ただ、大きな声で「シャツの上から聴きます」と云っているのにそれを聞き流すかのようにわざわざシャツを捲り上げる人がなんと多いことか。「ちっ、はなし聞いてないな!」と思いながら無理やり下ろしてもらうのも意味はないから直に聴診器を当てるわけですが、彼らは「同じ金を払うのだからズボラはさせない」と考えているのではなく、「聴診は裸で受けるもの」という固定観念があるから、それが当然だという思いで一気に脱いでしまうのだと思います。
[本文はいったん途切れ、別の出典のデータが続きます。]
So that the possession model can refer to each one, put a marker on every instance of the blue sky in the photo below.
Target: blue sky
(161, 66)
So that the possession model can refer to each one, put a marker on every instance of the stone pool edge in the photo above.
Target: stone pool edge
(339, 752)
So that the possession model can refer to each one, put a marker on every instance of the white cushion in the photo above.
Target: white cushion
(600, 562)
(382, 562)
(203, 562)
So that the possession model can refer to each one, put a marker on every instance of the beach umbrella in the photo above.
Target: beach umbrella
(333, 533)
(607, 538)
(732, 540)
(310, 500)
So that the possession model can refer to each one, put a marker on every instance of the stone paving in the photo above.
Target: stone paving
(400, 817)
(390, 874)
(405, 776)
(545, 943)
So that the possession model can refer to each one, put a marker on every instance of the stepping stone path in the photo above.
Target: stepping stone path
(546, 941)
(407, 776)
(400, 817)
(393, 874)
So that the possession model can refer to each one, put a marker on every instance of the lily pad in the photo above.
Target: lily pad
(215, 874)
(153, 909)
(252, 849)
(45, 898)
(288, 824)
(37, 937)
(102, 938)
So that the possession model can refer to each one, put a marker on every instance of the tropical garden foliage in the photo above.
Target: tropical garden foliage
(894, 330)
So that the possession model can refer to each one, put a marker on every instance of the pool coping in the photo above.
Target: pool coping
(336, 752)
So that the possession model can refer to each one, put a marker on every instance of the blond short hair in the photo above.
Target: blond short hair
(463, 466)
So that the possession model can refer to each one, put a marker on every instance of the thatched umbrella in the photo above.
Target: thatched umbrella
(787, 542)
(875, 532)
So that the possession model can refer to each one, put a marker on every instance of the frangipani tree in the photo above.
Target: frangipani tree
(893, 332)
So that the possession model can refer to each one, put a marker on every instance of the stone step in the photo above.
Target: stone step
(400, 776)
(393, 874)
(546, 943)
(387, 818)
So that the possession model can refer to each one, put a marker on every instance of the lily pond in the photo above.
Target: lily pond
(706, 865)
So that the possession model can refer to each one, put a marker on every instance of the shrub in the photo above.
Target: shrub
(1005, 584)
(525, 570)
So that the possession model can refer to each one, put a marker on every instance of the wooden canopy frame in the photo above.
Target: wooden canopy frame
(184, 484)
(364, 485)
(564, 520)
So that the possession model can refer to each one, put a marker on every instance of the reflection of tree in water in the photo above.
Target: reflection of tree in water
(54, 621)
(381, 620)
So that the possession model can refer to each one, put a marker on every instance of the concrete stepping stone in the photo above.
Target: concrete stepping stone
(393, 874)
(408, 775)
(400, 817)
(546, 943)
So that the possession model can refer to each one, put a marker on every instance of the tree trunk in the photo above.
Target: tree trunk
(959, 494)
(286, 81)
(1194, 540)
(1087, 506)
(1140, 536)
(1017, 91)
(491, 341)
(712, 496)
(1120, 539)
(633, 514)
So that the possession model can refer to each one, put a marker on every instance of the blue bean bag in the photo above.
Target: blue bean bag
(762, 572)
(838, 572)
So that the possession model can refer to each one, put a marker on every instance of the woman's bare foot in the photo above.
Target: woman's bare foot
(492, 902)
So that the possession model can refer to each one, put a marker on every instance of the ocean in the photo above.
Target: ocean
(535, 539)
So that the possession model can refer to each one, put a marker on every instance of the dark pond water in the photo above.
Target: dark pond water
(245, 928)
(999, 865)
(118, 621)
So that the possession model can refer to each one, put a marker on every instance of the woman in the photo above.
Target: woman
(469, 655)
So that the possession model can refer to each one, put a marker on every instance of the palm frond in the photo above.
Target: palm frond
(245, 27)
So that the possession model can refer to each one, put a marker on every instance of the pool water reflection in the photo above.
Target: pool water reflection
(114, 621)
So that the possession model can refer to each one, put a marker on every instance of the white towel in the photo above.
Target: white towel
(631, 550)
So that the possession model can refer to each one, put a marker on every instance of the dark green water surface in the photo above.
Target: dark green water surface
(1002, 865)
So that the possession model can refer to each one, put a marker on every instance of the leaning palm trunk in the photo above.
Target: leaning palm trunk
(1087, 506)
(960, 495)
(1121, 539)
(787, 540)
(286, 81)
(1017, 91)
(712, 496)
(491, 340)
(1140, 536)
子どもの頃に刷り込まれた固定観念は修正が難しく、思ってるのと違うことをさせようとするともすごく訝しげな顔をされるので、あまり逆らわないようにしています。例えば首の触診で何も云わなくても特異な姿勢(当然のように前に倒す人もいれば頭を後ろに倒して首の前方を見せようとする人もいます。多分前者は頸部リンパ節のチェック、後者は甲状腺の触診が目的だと思われ、かかりつけの内科に行ったときに医者がどっちをさせる習慣かによるみやい)をとったり、胸に聴診器を当てた瞬間に過呼吸を始めたりする人たち。彼らはわたしたちがスムーズに診察できるように最初から気遣いしてくれているわけだから、それに逆らうことなく診察をします。わたしも医者歴が長くなったから、それくらいの臨機応変さは身につけております。